Cyber Incident Victim: Villefranche-sur-Saône Hospital
Date:
Feb 2021
Location:
France
Summary
A hospital center in Villefranche-sur-Saône suffered a major ransomware attack involving the RYUK crypto-virus, severely impacting operations across its Villefranche, Tarare, and Trévoux sites. The incident disrupted critical systems, prompting emergency coordination with regional health authorities and emergency services to redirect patients requiring urgent care to alternative facilities until services could be restored. The attack caused significant operational paralysis, necessitating external support to maintain essential medical response capabilities during the outage.

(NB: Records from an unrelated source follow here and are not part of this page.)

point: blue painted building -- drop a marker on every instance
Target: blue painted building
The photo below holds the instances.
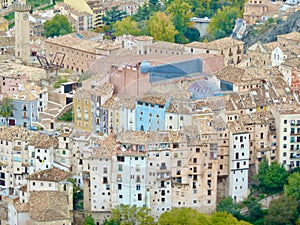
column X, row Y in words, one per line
column 25, row 110
column 150, row 113
column 180, row 69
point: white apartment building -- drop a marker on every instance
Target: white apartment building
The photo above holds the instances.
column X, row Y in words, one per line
column 239, row 165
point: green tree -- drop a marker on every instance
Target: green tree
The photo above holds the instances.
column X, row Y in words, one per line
column 181, row 13
column 77, row 195
column 89, row 220
column 161, row 27
column 227, row 205
column 271, row 178
column 222, row 23
column 220, row 218
column 183, row 216
column 282, row 211
column 131, row 215
column 192, row 34
column 293, row 186
column 126, row 26
column 6, row 108
column 59, row 25
column 113, row 15
column 254, row 211
column 111, row 222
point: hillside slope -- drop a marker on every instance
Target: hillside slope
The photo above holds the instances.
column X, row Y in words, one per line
column 267, row 34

| CIA Posture | Motives | Tactics, Techniques & Procedures |
|---|---|---|
| Available to members | 1 motive | 1 technique |
| Threat Actors | Type | Location |
|---|---|---|
| 0 actors | Available to members | Available to members |
Description
On February 15, 2021, the Villefranche-sur-Saône hospital center in France’s Rhône region announced it had suffered a major ransomware attack detected at 4:30 AM local time. The incident involved the Ryuk crypto-virus, a known ransomware strain designed to encrypt systems and demand payment for decryption. The attack severely disrupted operations across three sites operated by the North West Hospital: Villefranche-sur-Saône, Tarare, and Trévoux. Hospital authorities issued a press release confirming the attack’s significant impact on their infrastructure, though they did not specify whether patient data was exfiltrated or if a ransom demand was received. Emergency medical services were immediately affected, forcing the hospital to implement contingency plans. This incident followed a similar attack on Dax Hospital, highlighting a pattern of targeting healthcare facilities in France during the COVID-19 pandemic.

In response to the operational crisis, the hospital coordinated with the Auvergne-Rhône-Alpes Regional Health Agency (ARS), emergency medical services (SAMU), and fire departments to redirect critical patients. Emergency cases requiring treatment at the Villefranche and Tarare sites were systematically transferred to alternative hospitals or private clinics until further notice. The hospital did not publicly disclose technical details about the attack vector, initial access method, or the scope of encrypted systems. No restoration timeline or decryption progress was provided in the initial announcement. The disruption underscored the vulnerability of healthcare infrastructure to cyberattacks with immediate real-world consequences for patient care delivery.